Treasury bills are one of the money market instruments or vehicles an investor can use to generate fixed-interest income. Nigeria Treasury Bills (NTBs) are short-term debt instruments issued by the Federal Government through the Central Bank of Nigeria (CBN) to finance short-term expenditures. They are by nature, the most liquid money market securities and, are backed by the guarantee of the Federal Government. They are usually issued for tenors of 91 days, 182 days, and 364 days.
Treasury Bills are discounted instruments, which are purchased for a price less than their par (face) value; and at maturity, the holder of the bills is paid the full par value by the government. In effect, the interest is paid upfront. The investor can opt to take the interest as income or reinvest for compound returns. It is a risk-free investment – it carries the guarantee of the Federal Government of Nigeria, or any nation issuing it. Interest income from Treasury Bills is typically higher than fixed deposits etc because it is tax-free (not subject to withholding tax) and the rates are not fixed by banks. Interest is upfront, which means you can reinvest your interest from day one. Treasury Bill certificates can be used as collateral against borrowing.
There are two options when it comes to investing in Treasury Bills (TBs)
a) PRIMARY MARKET
You can purchase treasury bills at the primary market, a Dutch Auction at the Central Bank of Nigeria (CBN) which is held fortnightly (every 2 weeks).
This is how it works:
- The CBN makes announcements in the newspapers about forthcoming Treasury Bills auction usually of 91, 182, and 364 days tenor.
- Potential investors submit their bids, through a Primary Dealer/Market Maker (banks, finance houses, etc), indicating tenor, amount, and bid rate. The minimum depends on the agent and ranges from N10,000 and above.
- At the Dutch auction, various bids are submitted at various rates and the highest bid at which the total volume of bills on offer is sold closes the auction.
- An investor will be successful at the auction where the bid rate quoted is below or at par with the closing rate.
- Where successful, the investor is notified and pays a discounted value of the bid amount at the rate indicated on the day after the Dutch auction (T+1) as settlement.
- The investor also advises his agent to move the NTBs purchased to his custodian bank and then lodges the same in the investor’s CSCS account.
- Where an investor does not have a CSCS account, an investment agent can, on request, act as its custodian and hold the treasury bills until maturity.
- The investment agent sends a letter to the investor indicating all the terms of the Treasury Bills.

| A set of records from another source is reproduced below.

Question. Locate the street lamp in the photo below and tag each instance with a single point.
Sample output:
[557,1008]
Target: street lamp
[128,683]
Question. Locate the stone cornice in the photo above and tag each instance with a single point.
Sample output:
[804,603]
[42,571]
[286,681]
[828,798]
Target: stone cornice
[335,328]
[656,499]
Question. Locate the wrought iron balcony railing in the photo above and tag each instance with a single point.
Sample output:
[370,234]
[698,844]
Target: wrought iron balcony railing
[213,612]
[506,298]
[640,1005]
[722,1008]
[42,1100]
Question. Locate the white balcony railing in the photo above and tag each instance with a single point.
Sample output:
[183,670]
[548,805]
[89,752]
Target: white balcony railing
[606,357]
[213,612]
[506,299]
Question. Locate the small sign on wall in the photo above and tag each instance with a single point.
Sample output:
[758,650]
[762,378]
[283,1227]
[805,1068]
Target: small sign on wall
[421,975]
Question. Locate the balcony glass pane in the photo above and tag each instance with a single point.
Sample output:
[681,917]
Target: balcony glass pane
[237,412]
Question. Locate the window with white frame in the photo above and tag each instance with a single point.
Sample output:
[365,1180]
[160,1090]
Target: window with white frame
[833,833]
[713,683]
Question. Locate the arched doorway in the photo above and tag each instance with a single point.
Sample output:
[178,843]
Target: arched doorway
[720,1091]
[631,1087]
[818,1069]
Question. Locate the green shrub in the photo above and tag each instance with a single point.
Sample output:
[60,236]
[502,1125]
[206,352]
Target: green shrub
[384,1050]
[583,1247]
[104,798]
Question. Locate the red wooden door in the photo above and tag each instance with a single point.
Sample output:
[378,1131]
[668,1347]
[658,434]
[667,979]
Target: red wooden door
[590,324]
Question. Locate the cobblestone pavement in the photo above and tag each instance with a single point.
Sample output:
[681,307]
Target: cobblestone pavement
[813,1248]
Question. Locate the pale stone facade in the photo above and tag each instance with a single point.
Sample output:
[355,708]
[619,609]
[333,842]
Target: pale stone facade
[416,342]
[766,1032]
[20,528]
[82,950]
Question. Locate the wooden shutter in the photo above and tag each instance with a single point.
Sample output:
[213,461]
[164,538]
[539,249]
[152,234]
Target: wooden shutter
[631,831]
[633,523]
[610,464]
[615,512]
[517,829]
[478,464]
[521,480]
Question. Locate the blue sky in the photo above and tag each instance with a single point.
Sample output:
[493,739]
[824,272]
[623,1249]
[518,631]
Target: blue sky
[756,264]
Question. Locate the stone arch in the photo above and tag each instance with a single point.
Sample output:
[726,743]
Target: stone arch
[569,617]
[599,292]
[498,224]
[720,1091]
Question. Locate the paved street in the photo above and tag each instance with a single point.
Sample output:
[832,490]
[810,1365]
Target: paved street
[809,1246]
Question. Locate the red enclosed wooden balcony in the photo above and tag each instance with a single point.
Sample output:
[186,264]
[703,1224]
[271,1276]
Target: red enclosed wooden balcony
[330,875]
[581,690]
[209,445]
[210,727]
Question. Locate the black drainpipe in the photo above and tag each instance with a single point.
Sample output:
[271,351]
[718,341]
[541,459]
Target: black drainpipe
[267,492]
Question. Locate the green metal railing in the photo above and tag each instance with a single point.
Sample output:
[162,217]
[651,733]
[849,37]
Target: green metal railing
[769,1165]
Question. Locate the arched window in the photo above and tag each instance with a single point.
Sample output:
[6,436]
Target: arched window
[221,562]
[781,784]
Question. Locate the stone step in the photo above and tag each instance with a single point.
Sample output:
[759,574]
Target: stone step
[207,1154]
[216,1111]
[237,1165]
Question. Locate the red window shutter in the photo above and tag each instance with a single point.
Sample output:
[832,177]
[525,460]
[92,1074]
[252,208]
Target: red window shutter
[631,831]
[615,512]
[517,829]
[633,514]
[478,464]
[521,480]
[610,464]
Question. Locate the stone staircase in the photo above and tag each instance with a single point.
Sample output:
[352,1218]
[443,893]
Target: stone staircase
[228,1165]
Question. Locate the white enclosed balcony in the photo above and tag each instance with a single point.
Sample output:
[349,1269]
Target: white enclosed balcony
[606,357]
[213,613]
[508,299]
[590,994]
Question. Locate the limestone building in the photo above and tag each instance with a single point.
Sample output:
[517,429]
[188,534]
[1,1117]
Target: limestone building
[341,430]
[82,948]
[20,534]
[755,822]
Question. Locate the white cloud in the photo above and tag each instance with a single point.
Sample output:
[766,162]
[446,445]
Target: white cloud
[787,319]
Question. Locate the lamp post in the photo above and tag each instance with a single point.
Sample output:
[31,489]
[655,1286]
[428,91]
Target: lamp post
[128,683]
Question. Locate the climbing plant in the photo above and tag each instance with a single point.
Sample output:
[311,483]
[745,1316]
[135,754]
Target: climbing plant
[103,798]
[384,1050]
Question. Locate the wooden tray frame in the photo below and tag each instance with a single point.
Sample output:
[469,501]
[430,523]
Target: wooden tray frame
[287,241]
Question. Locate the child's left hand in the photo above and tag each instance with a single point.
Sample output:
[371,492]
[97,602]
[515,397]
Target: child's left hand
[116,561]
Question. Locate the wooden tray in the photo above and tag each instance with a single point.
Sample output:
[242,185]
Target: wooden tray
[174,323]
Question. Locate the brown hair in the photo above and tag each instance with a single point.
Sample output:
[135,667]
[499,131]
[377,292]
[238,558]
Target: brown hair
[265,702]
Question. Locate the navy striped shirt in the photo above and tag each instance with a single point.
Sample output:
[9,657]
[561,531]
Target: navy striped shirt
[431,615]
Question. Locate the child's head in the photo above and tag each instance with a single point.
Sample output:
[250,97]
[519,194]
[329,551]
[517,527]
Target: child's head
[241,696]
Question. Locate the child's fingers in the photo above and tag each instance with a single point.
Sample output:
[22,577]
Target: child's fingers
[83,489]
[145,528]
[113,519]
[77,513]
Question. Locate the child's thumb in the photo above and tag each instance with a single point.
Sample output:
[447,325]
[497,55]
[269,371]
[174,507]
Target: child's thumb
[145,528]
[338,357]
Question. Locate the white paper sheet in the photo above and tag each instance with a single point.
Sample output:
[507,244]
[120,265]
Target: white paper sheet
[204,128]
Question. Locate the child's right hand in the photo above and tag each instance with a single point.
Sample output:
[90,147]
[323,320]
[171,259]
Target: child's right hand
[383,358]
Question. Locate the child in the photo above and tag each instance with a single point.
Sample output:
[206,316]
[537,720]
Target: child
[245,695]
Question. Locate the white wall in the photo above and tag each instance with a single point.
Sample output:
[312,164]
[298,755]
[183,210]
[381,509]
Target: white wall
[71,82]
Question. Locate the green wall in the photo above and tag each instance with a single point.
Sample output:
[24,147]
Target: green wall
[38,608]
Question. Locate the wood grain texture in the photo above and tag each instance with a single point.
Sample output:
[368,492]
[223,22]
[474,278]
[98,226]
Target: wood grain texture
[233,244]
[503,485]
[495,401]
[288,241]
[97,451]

Where a bidder is unsuccessful, he can still purchase Treasury Bills at the secondary market at a lower rate. Treasury Bills are liquid money market instruments and can be sold at the secondary market at any time at a discount.
b) SECONDARY MARKET
Banks and finance houses (Primary Dealers/Market Makers) also buy Treasury Bills in blocks to sell to their clients in the secondary market at a discount. Let’s assume the Primary Dealer bought N250M worth of Treasury Bills at the Dutch Auction at 12.5%, he can turn around and sell to customers (who cannot wait for the next auction) at 11.7% depending on the amount, netting a profit of 0.8% in that transaction. The buyer will take over the Treasury Bills for the remaining days of the tenor. Transactions in the secondary market happen on a daily basis. The minimum amount of investment varies from dealer to dealer.